We must safeguard precious financial resources, ensuring they are spent wisely and are used to support interventions with maximum impact. For this, data-driven accountability and programming at all levels must be strengthened, so progress is accurately tracked and obstacles are addressed.
As a former Minister of Health, Babatunde firmly understood that Governments have the primary responsibility to protect their citizens’ reproductive health and rights. And, in his role as Chair of the World Economic Forum Global Agenda Council on the Demographic Dividend, he encouraged countries to make transformative change through investing in their people, particularly women and youth.
Countries must be strategic and efficient in investing limited resources to meet the growing demand for family planning. With adequate financial commitment by national leaders, especially in national budgets, national health systems will be able to meet the needs of their populations for family planning, including a choice of modern contraceptives, integrated quality services to support their use, and uptake by increasing numbers of people.
Sustainability of family planning programmes can be achieved through domestic and innovative financing that ensures commodities and services are adequately funded, affordable to all and made available to all who need them.
Cambodia is a prime example. Since 2016, the Government has been fully covering the contraceptive commodity needs for the public sector, providing its young population with choices of quality contraceptives.
An investment in voluntary family planning is an investment in a healthier, more prosperous future. Family planning creates pathways to self-determination, health and prosperity for everyone. It enables economies and communities to thrive.
Babatunde understood this. He dedicated his own life to the lives of millions of women and young people. He focused on human rights, equality, sustainability, and ensuring that no one is left behind.
His vision was for all young people, especially adolescent girls, to be free from early, forced or coercive marriage; for women to be able to choose the number and spacing of their children; and for families to be able to balance work life, and ensure the health and well-being of their children.
In closing, I urge you to consider these words from Babatunde during the African Union Summit in February this year: “If you don’t have a working family planning programme, it is unthinkable to reap the demographic dividend.”

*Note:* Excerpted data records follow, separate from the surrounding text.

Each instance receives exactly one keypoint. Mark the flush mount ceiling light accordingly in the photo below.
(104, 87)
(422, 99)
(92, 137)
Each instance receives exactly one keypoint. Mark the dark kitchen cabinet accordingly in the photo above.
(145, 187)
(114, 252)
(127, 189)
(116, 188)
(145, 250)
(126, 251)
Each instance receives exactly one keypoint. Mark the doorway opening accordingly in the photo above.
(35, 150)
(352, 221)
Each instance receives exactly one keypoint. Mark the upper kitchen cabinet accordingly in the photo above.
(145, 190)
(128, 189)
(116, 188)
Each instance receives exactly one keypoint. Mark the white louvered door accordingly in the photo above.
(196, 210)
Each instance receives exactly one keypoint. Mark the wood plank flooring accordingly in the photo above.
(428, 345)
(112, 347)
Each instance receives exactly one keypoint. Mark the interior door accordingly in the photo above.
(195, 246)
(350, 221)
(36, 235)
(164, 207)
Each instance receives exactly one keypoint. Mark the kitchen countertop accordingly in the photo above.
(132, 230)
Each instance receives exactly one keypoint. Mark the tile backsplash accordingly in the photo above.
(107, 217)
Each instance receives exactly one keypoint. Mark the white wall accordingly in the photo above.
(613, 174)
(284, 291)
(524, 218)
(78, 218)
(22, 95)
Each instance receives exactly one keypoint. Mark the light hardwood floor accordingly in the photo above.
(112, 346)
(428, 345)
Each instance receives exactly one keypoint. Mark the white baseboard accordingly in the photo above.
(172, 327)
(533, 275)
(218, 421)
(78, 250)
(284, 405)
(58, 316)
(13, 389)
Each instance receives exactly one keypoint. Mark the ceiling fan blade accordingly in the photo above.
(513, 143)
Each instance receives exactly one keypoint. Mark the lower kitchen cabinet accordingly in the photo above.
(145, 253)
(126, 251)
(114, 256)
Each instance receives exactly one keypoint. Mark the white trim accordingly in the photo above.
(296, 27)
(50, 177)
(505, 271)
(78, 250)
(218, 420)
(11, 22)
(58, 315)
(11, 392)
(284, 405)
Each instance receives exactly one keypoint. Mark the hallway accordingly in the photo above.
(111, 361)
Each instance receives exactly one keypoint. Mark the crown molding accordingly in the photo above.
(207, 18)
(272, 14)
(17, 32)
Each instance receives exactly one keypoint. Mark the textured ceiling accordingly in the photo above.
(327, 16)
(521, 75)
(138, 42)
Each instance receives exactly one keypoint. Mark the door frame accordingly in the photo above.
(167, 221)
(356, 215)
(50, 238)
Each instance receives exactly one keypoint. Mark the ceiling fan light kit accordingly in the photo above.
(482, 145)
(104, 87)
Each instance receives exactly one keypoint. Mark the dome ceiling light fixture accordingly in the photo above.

Let us act on his wisdom. Let us honour the legacy of Dr. Babatunde Osotimehin by fulfilling our promise to the millions of women, girls, men and boys who want the chance to choose whether and when to have children, the chance to plan their futures and to fulfil their potential.
Let us uphold Dr. Babatunde Osotimehin’s grand vision in his memory, and intensify our efforts to ensure universal access to comprehensive sexual and reproductive health and rights, for every woman, man, adolescent girl and young person. Let’s seize the opportunity of the demographic dividend for a sustainable future for all.